Am Besten wäre es vielleicht, man gäbe den Atheismus einfach auf. Die Menschheit hat sich schon so viele Götter ausgedacht, ein halbwegs attraktiver ist sicherlich darunter.
Frauen liegen dem muskulösen Thor zu Füßen, die liebreizende Aphrodite hat schon so manchen Jüngling verführt und Jahwe wird gewiss nicht so böse sein, wenn man ihn erst einmal näher kennenlernt. Dionysos, der griechische Gott des Weines und der Fruchtbarkeit, befindet bei vielen Ungläubigen ohnehin schon lange hoch im Kurs.
Denn als Atheist hat man es erheblich schwerer. Man wird verklagt wegen Gotteslästerung, zum Sozialdarwinisten oder Stalinisten erklärt, man wird der Morallosigkeit bezichtigt, zum militanten Feind aller Religionen hochstilisiert, verflucht, verhext, verdammt, verbrannt und die Leute beschweren sich über das Bad-Religion-Fanshirt.

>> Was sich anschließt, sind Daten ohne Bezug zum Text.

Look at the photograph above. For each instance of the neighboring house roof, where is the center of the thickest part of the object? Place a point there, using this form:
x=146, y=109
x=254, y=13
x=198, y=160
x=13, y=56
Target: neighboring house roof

Jüngst hat es das ungläubige Online-Lexikon Athpedia erwischt. Gerade einmal zweieinhalb Stunden nachdem der hpd darüber berichtete, dass die Enzyklopädie online ist, erhielten die Betreiber ein Schreiben von Arne Klempert, Geschäftsführer der Wikimedia Foundation Deutschland. Angeblich bestünde Verwechslungsgefahr mit dem Wikipedia-Logo, allein schon, weil der Schriftzug so ähnlich ausschaut. Andere Urheberrechte habe man auch zu großzügig ausgelegt. Und „Athpedia“, das klingt ja schon so ähnlich wie „Wikipedia“.

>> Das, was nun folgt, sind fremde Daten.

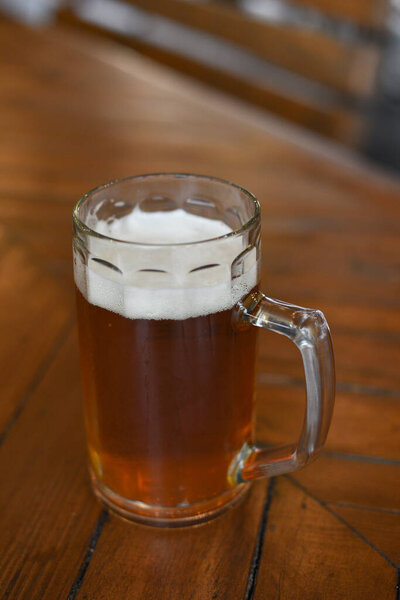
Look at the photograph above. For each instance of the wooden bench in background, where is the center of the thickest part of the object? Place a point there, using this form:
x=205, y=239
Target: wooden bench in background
x=313, y=62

Vielleicht sollte man es lieber Ungläubigopedia nennen, oder Lexikon für Höllenfahrer und verlorene Seelen.
Aber eigentlich war die Mail soweit ganz lieb und man bot artig seine Hilfe an, außerdem kam sie von höchster Stelle und die interessieren sich für gewöhnlich nicht für irgendwelche Gottesleugner. Nicht interessieren tun sie auch religiöse Wikipedia-Ableger wie Kathpedia oder das Theologiewiki, die schlicht und ergreifend machen dürfen, was sie wollen, ohne sich an wohldurchdachte Urheberrechte zu halten. Es ist andererseits davon auszugehen, dass deren Leser eine göttliche Medienkompetenz an den Tag legen und all dies sofort erkennen. Da können die Atheisten eben nicht mithalten.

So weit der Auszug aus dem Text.